What have you learnt?
I've learned how to better mix with people vastly different from myself, be it age, cultural background, or religious affiliation. I think I've also undone some of the unconscious racism I learned back home. Don't get me wrong, New Zealand is richly diverse and multicultural, but I do think there are some unspoken social rules that people generally mix with those who look and act similarly to themselves. Maybe that's just a high school thing, I don't know. Either way, I feel much more comfortable relating to people of different cultures and ethnicities, and it has made me understand that we're all just people, and we all have things in common - even if it takes a bit of digging to realise those commonalities sometimes. To be honest I still find certain people intimidating, but usually because of their status or behaviour, rather than their appearance or ideologies.

I've learnt how to be be alone without being lonely. I think it's pretty important to spend time getting to know yourself, so to speak. You will spend all of your life with you, after all, and you're the only one in your life who you were born with, and will die with. Did that even make sense? I sound like I'm speaking in Chinese proverbs now. I feel so spiritually in tune.

I've also seen first-hand how white washed it is here. Not only have I talked to beautiful women who yearn for having lighter skin and European-looking faces, to the point where they buy lotions and avoid the sun etc etc because they dread getting darker - I've also seen blatant racism and classism. White privilege takes on a whole new meaning when you can get off scot-free for something that would land an Indian or Pakistani in prison. It infuriates me how many darker skinned immigrants get treated like the scum of the earth, and have all the entry jobs and live on next to nothing, while the lighter skinned live like kings. It feels so wrong. 

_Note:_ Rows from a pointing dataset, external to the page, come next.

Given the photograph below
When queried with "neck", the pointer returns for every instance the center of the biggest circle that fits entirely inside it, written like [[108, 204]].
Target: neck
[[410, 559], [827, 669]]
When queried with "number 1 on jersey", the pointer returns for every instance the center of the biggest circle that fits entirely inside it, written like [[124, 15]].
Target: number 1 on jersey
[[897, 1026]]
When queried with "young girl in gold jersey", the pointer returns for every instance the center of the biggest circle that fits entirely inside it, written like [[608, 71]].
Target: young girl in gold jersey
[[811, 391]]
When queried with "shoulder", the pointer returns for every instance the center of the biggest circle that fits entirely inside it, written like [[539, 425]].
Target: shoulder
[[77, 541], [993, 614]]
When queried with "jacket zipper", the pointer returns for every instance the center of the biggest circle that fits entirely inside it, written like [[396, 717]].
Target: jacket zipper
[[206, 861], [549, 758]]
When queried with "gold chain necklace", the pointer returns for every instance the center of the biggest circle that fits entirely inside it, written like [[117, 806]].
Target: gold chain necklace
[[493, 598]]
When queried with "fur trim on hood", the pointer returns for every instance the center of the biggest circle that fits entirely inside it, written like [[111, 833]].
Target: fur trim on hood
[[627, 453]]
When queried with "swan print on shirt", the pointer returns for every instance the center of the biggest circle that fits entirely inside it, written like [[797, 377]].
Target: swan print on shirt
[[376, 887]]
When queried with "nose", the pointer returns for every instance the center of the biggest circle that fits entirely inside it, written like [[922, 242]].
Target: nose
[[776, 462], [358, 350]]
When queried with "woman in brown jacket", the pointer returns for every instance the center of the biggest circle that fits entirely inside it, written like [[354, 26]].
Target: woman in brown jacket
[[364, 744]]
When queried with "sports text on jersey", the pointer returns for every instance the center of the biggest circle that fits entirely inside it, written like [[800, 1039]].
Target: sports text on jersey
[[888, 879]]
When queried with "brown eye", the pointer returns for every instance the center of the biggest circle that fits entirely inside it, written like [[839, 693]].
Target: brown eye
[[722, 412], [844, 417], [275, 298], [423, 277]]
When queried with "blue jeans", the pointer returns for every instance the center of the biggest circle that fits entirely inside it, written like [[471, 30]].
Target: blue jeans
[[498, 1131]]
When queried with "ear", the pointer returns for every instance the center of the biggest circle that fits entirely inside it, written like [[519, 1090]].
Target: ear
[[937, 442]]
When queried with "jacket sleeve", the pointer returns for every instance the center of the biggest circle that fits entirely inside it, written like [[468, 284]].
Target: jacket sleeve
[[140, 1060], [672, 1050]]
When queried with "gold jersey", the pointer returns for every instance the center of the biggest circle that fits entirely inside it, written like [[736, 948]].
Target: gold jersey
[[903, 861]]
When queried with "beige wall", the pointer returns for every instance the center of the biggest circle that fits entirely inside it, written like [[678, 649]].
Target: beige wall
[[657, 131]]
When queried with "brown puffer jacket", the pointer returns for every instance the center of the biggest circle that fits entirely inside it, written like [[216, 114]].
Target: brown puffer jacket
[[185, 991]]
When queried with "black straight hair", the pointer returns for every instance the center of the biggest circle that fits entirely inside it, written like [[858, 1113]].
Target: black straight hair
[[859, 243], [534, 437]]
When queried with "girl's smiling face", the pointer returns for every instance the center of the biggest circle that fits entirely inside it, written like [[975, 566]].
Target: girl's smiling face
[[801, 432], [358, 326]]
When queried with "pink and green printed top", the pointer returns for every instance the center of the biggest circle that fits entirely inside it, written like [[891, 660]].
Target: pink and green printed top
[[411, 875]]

That got real heavy real quick, but it needs to be said.

Biggest culture shock moment?
The month of Ramadan has been a bit of a learning curve. I was out at a mall and completely forgot about the no eating in public rule, and stuffed some food in my mouth. As soon as I realised I made sure no one had seen... I could have been in big trouble for sure.

I've also had numerous experiences where I've been hit on or approached, which have been at the very least quite uncomfortable and sometimes even threatening. Today while browsing a clothes store, a shop worker was following me around the store. At first he was just behaving like an awkward personal shopper; he'd bring me clothes to try on that he thought I would like. Then struck up a conversation with me that I had trouble following due to his broken English and thick Arabic accent. Then he asked me for my Facebook, which I politely declined. The man persisted, "Whatsapp?" I just said no and walked away, because what else do you do? I found that more funny than anything else. Guess even re-closeted lesbians can pull...25 year old Egyptian shop assistants?

In a similar vein, a few weeks ago a man was straight up stalking me in a different mall (why is it always the mall) and I just zig-zagged around, trying to lose him. The fact that there were people around was to my advantage. As I was leaving, he got so close I could feel his breath and he whispered in my ear "I've been waiting for you." I get so frustrated that one sentence can induce so much fear in me, but I don't really have control over my body's response. So of course I found some safe-looking people, and explained what had happened. They were really sweet, and offered to flank me, and let me call with their phone (my cell plan is spastic). Crisis averted!

Jeez that was a long one - took me two days to write. Hope it's a fascinating read for ya. It will probably be my last blog from Bahrain, as I start my OE off in London this Friday!!! YUS.